If you know that you are regularly sleeping for only three or four hours at a stretch it is better to recognise that and behave accordingly.

Set a time for retiring and getting up that reflects your true sleeping pattern. Go to bed later or get up earlier rather than fretting about it.

Then you can gradually start to extend the hours you spend in bed, by say 15 minutes a week, to retrain your mind and body to use that time to sleep.

You may find that the extra hours you spend on other activities will make you tired enough to need more time in bed but anything is better than allowing your mind to obsess about not sleeping.


Teach yourself to relax

Make a definite effort to prepare for sleep by adjusting your behaviour just prior to bedtime.

For a full hour before retiring to bed don’t do any work, or write and read emails or use social media or games apps; these activities are diverting but not relaxing.

Ideally mark a difference between your relaxation time and the rest of the evening by reading a book or listening to music. Avoid coffee, tea and alcohol or any other stimulants.

There are thousands of books and websites dedicated to teaching basic relaxation and meditation techniques – all designed to clear the mind of the day’s clutter. Try and find a method that suits you and use it to find your own ‘off switch’ before trying to sleep.


Breathing tips

If you get into bed and find yourself wide awake you can quietly employ a simple breath control exercise to calm the mind and body.

Simply breathe, hold and exhale in three equal counts (usually five, but whatever you’re comfortable’s the control and regularity that matter, not the duration.

So breathe in for a five count, hold your breath for five and then exhale for five and repeat. After one or two minutes you will start to feel calmer and more likely to sleep.

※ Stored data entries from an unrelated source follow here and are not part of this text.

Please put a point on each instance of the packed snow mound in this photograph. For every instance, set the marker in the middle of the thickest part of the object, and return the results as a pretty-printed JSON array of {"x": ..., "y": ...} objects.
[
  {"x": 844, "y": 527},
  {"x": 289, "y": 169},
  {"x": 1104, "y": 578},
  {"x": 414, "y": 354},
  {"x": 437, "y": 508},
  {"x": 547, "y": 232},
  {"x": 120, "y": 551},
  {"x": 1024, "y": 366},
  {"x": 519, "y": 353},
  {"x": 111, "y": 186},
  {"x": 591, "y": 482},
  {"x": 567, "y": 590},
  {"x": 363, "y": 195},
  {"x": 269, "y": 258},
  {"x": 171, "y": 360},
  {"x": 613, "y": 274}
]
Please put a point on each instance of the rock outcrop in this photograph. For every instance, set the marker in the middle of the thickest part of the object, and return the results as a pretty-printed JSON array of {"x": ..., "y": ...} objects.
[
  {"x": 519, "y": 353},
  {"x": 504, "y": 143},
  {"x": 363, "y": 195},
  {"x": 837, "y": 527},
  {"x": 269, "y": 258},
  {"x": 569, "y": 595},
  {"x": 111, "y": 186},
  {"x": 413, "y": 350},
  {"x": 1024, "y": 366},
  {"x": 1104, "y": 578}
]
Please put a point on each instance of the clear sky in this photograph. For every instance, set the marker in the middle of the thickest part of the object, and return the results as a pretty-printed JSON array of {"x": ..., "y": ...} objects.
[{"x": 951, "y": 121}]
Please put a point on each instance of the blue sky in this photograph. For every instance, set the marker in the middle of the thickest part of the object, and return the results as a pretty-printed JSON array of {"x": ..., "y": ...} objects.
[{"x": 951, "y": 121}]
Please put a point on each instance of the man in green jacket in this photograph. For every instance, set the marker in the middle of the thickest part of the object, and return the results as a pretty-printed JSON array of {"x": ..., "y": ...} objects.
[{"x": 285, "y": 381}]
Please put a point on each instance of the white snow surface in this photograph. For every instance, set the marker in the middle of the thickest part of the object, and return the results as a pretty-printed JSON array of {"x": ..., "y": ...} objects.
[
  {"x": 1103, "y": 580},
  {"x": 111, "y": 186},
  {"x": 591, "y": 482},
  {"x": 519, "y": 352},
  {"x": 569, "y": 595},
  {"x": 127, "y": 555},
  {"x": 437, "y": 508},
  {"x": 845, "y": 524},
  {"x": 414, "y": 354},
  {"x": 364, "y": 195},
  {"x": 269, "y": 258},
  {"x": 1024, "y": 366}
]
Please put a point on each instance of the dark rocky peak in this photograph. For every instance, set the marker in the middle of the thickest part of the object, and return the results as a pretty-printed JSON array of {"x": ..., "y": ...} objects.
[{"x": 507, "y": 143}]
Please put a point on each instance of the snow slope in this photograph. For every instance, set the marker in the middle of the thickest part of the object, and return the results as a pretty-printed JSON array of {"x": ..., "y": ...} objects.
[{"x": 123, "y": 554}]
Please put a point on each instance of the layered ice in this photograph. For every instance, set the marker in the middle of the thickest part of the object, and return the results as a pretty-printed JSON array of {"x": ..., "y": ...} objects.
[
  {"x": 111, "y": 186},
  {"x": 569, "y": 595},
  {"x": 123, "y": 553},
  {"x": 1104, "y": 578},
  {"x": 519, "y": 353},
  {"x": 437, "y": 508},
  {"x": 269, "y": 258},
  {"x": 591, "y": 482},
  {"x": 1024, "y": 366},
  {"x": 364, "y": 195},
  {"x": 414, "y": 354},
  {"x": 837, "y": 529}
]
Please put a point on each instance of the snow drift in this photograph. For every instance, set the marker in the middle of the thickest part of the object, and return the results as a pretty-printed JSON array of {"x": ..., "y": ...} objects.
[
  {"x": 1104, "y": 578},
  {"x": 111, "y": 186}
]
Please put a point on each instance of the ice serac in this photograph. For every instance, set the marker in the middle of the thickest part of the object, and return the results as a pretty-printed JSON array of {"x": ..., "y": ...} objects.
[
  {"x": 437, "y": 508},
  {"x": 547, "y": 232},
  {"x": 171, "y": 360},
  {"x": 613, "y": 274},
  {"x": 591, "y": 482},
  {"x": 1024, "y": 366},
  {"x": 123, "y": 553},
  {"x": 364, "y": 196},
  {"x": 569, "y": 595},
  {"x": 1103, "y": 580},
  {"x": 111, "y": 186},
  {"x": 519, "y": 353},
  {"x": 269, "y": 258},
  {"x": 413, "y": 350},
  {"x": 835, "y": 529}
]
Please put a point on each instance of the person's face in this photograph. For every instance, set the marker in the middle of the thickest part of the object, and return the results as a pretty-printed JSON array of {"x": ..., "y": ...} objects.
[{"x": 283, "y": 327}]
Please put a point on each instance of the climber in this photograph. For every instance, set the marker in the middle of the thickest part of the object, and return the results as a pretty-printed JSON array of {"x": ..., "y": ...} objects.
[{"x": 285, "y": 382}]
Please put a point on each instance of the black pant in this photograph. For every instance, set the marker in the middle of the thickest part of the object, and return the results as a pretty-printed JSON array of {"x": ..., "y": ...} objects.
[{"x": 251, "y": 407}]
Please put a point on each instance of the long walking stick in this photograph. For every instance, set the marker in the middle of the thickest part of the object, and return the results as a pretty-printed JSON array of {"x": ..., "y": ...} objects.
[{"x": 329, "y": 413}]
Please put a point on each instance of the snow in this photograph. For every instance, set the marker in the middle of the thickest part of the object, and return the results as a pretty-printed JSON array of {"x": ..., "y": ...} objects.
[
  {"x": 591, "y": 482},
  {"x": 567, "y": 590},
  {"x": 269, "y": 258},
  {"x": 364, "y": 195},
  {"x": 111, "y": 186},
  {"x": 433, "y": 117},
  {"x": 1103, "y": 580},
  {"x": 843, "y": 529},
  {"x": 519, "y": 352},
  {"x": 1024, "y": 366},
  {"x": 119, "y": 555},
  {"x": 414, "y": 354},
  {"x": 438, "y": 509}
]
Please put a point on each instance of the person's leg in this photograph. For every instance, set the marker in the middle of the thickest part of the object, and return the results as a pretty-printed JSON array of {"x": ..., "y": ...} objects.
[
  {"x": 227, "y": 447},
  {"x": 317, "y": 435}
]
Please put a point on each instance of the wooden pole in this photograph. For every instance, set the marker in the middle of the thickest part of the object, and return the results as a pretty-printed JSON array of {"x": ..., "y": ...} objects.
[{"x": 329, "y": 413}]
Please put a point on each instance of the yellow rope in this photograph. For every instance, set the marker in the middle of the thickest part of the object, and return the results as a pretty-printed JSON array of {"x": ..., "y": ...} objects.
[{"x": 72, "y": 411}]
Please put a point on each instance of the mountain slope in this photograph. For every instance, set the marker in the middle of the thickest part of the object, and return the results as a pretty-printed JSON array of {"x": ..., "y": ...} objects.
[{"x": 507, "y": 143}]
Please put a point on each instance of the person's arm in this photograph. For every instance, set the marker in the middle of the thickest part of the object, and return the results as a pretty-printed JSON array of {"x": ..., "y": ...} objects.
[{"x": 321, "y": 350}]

Similarly, if you wake up in the middle of the night and find it impossible to go back to sleep you might try a technique borrowed from yoga and breathe through the left nostril only.

Simply use your thumb to cover your right nostril and breathe exclusively through the left.

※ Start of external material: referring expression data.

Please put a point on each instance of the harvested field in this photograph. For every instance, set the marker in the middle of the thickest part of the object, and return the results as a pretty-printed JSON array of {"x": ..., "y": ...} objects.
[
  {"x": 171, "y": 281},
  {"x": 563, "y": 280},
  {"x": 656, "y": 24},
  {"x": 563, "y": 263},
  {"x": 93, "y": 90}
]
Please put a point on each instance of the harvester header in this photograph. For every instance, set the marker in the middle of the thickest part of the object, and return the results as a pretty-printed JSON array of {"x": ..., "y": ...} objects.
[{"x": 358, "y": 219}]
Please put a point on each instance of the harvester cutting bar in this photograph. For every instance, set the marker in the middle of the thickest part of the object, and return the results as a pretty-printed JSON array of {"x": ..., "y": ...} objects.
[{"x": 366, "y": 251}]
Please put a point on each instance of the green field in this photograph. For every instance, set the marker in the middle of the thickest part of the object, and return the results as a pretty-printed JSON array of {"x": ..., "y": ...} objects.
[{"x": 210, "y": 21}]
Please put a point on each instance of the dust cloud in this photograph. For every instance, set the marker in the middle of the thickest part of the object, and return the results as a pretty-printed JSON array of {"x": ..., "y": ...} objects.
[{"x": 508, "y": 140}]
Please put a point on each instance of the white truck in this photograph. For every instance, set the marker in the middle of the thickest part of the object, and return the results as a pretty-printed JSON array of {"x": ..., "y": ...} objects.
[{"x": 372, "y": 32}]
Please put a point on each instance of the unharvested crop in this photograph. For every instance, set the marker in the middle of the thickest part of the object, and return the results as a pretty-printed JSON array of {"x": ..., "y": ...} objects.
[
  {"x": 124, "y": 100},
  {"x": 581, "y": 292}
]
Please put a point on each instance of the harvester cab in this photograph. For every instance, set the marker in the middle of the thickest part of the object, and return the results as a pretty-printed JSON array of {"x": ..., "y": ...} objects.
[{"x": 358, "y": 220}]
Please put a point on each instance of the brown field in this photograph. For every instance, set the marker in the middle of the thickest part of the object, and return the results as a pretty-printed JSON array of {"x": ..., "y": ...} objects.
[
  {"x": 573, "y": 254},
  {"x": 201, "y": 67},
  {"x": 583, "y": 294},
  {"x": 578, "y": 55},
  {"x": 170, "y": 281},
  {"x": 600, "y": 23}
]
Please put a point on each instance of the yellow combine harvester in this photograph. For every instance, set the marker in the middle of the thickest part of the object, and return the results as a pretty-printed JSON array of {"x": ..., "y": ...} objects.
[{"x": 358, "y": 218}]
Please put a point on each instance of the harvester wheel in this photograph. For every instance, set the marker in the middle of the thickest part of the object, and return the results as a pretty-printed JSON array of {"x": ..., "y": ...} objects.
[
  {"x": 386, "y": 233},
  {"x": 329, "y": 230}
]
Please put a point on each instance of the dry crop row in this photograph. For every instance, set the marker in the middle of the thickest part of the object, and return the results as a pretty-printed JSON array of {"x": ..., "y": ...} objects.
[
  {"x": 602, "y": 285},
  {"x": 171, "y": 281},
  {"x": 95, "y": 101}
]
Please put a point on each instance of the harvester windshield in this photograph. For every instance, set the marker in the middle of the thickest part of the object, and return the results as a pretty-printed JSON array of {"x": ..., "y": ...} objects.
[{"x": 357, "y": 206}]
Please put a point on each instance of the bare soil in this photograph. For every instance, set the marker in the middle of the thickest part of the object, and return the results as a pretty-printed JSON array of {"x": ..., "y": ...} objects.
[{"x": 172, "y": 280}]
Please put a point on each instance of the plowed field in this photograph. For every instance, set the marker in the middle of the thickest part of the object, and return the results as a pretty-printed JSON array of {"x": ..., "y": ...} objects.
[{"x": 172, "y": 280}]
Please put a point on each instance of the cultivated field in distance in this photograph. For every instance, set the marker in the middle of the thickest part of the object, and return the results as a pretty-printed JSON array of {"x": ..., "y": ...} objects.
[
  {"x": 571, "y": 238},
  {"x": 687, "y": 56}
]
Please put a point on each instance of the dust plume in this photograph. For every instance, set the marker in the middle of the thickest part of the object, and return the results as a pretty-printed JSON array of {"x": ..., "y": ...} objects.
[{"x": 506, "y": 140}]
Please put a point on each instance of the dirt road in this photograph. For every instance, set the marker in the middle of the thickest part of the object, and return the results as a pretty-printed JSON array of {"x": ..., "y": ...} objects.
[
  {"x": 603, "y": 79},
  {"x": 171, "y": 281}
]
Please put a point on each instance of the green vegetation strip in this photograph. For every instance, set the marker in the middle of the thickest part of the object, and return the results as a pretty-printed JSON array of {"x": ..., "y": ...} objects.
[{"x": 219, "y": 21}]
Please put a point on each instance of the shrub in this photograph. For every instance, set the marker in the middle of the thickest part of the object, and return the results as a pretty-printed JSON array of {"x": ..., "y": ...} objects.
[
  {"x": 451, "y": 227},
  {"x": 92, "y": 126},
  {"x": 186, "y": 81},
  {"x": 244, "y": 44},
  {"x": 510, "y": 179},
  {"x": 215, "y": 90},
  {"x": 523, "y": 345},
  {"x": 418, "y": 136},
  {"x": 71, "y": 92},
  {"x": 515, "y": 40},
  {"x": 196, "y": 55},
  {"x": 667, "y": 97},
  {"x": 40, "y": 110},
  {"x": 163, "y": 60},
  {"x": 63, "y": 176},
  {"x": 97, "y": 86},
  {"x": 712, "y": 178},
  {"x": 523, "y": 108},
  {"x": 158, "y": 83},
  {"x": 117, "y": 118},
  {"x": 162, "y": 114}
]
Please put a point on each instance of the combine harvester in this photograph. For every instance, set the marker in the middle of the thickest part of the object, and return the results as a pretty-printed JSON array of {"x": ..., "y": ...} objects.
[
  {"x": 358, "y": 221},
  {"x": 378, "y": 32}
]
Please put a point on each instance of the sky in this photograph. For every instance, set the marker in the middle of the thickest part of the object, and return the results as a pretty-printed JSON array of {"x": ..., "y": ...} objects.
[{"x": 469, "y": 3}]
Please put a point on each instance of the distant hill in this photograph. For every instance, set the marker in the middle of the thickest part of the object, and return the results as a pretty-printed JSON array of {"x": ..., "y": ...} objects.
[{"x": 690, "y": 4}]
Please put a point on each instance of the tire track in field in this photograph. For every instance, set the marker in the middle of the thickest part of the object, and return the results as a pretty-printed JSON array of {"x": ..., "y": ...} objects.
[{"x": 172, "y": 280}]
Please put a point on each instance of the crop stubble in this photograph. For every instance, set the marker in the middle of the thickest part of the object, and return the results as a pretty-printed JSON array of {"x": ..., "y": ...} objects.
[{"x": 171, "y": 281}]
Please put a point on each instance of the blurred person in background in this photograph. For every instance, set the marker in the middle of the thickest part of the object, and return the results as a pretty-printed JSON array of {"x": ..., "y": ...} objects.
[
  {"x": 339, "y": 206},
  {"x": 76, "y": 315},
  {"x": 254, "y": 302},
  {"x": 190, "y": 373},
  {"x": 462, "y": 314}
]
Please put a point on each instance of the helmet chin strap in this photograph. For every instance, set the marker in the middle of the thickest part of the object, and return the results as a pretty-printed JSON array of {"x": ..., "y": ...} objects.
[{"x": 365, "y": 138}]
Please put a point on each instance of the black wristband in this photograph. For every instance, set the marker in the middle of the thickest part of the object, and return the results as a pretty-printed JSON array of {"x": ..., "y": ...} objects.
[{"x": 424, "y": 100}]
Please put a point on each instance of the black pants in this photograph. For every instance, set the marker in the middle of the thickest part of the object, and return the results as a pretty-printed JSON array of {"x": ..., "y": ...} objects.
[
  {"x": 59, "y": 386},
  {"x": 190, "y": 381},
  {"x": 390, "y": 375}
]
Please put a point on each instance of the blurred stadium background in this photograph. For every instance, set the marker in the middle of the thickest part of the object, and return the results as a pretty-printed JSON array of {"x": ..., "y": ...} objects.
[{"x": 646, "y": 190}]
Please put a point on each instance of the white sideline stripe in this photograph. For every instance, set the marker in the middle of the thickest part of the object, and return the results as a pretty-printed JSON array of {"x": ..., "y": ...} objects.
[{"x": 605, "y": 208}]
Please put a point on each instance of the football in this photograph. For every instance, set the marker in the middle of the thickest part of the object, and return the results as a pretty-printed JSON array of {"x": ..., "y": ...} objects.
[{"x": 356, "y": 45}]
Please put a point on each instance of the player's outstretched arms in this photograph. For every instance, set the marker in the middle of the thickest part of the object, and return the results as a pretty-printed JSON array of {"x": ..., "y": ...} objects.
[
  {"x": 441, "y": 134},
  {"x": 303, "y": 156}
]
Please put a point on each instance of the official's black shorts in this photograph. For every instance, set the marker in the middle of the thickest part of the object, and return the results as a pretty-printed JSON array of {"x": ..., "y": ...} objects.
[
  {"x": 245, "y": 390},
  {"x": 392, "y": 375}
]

In yoga this is called ‘Ida’ and rebalances the body’s energies by relaxing the mind but there is mounting clinical evidence that it does have an immediately calming effect on the body’s metabolism.

Try it for two or three minutes and you will soon find yourself feeling more relaxed and drowsy.

Be careful not to block the wrong nostril though, breathing through the right nostril actually stimulates the brain and will have you wide awake and raring to go.


Use natural sleep aides

Chamomile tea or essential oils like lavender, vanilla and cinnamon have proven extremely effective in promoting short term deep relaxation.

Most supermarkets carry a range of special teas, if chamomile is not to your taste you might try lemon balm, peppermint or valerian. You’ll also have no trouble in finding candles scented with any number of essential oils.

Some people swear by their medicinal value but in all honesty the mere act of drinking a specific (and non-stimulant) bedtime drink and lighting a relaxation candle will help train your mind to think differently in preparation for sleep.


Top up your magnesium

Some estimates suggest that over 90% of adults in the UK suffer some degree of magnesium deficiency. Even a minor lack of this important element can magnify the effect of stress on the body and lead to sleeplessness.

Our modern lifestyle and diet of processed foods has reduced the amount of magnesium that is readily available for the body to absorb so although it’s not a definitive fact that you may be lacking, it is highly probable.

What is a known fact is the symptoms of increased anxiety and sleep dysfunction associated with magnesium deficiency so as an insomnia sufferer it is well worth taking a supplement in case this is a contributory factor.